Jacobs told Institutional Investor that she and her seven-person investment team began the multi-year process toward establishing a new strategic asset allocation after implementing a liquidity reserve for the hospital system’s operating expenses.
“We are spending the majority of our time today on public equity, private equity, hedge funds, and real assets,” she explained, adding that the team has a preference toward equity long-short and absolute return hedge funds, which Jacobs believes should thrive in today’s market.
The investment team moved RWJBarnabas Health’s risk targets once the asset allocation was determined and is now gradually working toward the new asset allocation targets for the long-term pool.

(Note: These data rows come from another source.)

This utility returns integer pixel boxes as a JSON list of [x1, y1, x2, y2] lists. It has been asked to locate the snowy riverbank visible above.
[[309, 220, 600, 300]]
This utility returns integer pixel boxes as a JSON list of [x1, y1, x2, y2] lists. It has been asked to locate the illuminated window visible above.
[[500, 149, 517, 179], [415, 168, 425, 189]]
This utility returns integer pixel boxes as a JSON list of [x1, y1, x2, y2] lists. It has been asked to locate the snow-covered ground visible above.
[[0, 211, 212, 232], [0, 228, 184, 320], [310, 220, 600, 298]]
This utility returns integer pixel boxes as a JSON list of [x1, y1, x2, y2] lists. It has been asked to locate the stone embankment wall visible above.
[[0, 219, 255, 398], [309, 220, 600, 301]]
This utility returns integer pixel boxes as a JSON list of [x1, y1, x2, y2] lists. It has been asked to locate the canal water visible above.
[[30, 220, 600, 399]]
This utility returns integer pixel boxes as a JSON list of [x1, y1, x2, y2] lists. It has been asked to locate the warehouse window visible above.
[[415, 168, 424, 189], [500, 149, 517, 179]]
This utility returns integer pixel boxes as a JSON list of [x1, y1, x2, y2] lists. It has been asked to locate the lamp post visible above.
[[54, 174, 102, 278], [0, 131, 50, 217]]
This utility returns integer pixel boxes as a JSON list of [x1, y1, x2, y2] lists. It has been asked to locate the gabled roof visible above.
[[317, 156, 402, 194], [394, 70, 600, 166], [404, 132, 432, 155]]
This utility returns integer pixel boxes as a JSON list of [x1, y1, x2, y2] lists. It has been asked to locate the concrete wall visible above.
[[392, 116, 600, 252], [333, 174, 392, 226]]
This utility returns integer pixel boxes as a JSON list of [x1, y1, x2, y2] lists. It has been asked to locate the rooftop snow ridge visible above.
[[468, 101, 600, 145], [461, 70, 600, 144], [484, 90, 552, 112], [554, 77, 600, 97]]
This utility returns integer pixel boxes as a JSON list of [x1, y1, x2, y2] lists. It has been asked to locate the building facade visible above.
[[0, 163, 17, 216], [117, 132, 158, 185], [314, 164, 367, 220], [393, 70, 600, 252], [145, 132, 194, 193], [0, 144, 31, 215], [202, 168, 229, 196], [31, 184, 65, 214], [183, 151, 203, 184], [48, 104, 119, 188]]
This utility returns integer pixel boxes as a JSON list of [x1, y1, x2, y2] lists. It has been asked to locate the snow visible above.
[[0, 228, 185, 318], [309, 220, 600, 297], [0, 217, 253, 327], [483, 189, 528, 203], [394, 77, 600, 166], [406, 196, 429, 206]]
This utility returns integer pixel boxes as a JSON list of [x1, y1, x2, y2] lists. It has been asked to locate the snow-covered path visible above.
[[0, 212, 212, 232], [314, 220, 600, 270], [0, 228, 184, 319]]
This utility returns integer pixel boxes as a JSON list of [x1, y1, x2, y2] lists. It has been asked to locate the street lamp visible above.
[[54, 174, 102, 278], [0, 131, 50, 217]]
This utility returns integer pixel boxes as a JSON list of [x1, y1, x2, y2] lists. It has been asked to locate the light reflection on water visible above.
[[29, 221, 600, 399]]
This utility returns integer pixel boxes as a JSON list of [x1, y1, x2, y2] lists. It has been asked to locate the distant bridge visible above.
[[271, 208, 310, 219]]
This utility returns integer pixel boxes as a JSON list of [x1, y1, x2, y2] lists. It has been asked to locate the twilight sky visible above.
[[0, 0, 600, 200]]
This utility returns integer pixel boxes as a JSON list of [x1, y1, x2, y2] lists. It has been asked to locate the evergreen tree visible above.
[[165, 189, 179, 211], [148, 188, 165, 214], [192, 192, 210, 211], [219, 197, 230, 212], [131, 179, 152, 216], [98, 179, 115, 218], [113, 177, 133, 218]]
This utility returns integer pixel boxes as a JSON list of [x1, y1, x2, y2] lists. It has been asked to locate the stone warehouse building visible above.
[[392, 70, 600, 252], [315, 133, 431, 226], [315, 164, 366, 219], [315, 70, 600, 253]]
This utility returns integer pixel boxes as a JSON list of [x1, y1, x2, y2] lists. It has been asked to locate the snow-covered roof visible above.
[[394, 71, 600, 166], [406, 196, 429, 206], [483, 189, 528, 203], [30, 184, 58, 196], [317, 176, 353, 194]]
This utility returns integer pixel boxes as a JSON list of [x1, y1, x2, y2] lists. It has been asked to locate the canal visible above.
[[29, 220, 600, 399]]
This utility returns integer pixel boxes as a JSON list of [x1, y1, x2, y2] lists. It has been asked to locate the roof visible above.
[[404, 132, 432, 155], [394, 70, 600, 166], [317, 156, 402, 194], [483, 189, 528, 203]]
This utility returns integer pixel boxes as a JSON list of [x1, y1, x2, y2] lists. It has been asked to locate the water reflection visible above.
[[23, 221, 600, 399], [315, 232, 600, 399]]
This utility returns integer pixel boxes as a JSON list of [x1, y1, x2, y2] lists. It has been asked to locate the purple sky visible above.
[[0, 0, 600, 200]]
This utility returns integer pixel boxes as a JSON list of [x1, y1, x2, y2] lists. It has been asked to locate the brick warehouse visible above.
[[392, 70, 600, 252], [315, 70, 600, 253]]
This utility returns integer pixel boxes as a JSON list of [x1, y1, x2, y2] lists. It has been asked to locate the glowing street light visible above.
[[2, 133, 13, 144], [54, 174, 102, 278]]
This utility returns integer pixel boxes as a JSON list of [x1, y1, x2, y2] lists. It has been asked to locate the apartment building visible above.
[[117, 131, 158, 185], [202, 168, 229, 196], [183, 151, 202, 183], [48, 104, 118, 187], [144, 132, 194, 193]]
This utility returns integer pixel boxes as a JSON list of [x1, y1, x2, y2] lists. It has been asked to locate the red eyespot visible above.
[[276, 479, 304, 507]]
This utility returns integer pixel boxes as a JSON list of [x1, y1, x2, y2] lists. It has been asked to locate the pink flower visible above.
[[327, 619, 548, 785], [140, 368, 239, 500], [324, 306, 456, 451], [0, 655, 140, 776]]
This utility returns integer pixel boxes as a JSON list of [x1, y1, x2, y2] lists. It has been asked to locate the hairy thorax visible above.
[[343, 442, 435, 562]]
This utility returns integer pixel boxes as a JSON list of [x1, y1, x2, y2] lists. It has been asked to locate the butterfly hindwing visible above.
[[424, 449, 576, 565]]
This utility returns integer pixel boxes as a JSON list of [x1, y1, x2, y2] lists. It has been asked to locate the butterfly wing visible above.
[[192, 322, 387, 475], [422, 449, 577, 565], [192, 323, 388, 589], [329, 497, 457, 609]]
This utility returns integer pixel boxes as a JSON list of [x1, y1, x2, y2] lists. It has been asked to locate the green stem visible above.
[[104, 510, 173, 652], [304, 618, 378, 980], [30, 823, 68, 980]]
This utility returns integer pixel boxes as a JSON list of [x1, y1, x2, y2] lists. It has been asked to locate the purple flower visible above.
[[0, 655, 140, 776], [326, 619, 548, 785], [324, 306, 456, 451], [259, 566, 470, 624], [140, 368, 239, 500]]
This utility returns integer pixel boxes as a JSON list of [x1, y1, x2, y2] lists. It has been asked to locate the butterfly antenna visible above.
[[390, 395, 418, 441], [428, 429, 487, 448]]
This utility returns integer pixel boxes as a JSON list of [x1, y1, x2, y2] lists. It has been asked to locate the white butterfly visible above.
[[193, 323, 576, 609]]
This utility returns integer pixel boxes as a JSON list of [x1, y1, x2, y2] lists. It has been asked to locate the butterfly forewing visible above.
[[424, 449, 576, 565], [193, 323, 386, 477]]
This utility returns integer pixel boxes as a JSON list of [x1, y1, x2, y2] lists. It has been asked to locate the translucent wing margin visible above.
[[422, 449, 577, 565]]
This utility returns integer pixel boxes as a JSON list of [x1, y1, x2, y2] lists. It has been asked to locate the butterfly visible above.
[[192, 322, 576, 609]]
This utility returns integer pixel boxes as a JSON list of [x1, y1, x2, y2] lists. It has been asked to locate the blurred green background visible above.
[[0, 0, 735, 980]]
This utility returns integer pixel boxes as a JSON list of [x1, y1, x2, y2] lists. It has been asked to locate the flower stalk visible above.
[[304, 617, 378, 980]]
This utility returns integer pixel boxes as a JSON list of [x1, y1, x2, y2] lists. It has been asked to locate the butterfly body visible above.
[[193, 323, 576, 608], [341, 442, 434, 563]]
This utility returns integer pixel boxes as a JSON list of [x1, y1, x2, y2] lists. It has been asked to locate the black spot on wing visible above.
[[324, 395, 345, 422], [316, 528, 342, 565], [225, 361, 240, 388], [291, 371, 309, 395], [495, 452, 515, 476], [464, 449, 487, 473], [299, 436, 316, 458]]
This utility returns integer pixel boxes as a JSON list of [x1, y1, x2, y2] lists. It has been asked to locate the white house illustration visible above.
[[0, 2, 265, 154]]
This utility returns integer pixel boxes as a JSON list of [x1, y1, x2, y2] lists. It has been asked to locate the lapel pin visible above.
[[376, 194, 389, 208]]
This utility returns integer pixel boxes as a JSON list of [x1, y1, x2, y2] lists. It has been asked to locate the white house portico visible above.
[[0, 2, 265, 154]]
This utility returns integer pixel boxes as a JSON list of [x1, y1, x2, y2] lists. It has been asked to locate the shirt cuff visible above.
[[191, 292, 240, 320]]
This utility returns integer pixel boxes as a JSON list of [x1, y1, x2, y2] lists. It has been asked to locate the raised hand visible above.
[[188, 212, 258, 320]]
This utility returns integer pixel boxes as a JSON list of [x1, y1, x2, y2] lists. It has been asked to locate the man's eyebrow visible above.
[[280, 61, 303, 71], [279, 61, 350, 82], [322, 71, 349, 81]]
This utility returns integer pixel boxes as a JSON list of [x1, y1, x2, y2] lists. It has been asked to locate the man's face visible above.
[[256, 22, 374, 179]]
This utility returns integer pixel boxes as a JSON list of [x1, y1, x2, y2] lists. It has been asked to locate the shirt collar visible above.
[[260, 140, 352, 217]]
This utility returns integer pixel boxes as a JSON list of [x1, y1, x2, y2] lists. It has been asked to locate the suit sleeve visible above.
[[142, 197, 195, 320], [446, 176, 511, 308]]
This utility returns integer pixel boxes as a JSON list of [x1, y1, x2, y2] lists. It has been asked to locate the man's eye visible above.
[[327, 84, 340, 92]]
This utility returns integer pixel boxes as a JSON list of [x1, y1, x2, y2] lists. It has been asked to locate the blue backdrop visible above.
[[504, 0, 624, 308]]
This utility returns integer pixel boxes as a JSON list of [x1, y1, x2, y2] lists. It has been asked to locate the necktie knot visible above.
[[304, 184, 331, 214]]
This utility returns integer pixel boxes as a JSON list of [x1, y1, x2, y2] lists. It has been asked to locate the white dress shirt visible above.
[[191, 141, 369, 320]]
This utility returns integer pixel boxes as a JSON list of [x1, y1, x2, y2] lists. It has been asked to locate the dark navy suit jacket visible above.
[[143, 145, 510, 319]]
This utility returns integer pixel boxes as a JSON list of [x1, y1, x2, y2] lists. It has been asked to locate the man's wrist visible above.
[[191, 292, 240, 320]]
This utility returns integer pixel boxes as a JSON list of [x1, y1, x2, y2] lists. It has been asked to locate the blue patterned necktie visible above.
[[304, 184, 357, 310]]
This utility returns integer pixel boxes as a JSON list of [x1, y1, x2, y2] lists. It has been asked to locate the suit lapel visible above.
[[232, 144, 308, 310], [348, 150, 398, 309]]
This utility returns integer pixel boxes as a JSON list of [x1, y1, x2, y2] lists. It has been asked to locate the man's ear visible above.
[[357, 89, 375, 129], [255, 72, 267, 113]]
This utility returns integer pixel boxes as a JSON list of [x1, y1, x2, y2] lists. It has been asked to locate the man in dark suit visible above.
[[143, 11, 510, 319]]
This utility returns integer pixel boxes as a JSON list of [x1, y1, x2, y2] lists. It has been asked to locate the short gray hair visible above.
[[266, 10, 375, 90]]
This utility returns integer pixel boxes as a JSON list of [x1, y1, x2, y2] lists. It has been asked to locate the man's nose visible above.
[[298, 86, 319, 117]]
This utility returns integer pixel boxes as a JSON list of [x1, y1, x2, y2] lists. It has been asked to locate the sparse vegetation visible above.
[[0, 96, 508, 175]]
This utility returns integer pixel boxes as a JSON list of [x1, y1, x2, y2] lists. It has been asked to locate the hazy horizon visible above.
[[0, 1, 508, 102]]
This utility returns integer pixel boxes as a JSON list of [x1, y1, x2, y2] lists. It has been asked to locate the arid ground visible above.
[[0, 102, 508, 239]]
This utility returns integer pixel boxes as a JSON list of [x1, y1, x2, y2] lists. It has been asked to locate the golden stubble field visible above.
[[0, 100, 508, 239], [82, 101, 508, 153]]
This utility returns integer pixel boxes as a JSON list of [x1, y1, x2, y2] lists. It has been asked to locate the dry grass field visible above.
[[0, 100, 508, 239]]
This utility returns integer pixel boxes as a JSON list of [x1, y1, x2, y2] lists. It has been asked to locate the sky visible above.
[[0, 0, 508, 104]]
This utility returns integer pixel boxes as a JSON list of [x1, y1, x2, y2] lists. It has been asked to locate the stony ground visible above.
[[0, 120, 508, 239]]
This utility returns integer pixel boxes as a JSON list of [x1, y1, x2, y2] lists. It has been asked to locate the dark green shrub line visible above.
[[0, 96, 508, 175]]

“We’re going to take our time getting to our asset class targets, stick with our risk targets, then take advantage of opportunities from within that framework,” Jacobs said.
A More Efficient Asset Allocation
Shortly after joining the healthcare system as CIO in 2023, the former NYU investment chief created a liquidity reserve holding cash-like securities to create what she described as a more efficient overall asset allocation for the system’s operating funds, with higher expected long-term returns.
By separating out cash for potential operating needs from assets the system doesn’t expect to tap into over the short- to medium-term, the investment office can use the longer-term pool made up of globally diversified assets to target higher returns. Jacobs explained that this includes increasing the equity allocation and incorporating high-returning strategies like private equity.
Now, the Allocators’ Choice Awards finalist is eyeing diversification away from domestic assets. “The portfolio today is biased towards the U.S.,” Jacobs said. “But going forward we need to consider the possibility of the degradation of U.S. exceptionalism in portfolios. It’s the first time that people have had to think about this in over a decade.”
During volatile times like these, Jacobs said the most important thing is to create a long-term strategic allocation. “Our goal is not to shoot the lights out in a single year,” she said. “What I learned, in volatile times, is if you have a solid basis for your strategic asset allocation, it’s critical to stick with that.”
While Jacobs has always been a fundamental long-term investor (“You won’t ever see me speculating”), she has refined her investment philosophy based on some of her mistakes in the past.
“About a decade ago I took too much factor risk,” she said. “I really thought value was so cheap relative to growth. That taught me to be more mindful and balanced. Now I’m more focused on balance in a portfolio. It keeps us from getting dramatically offsides within the market.”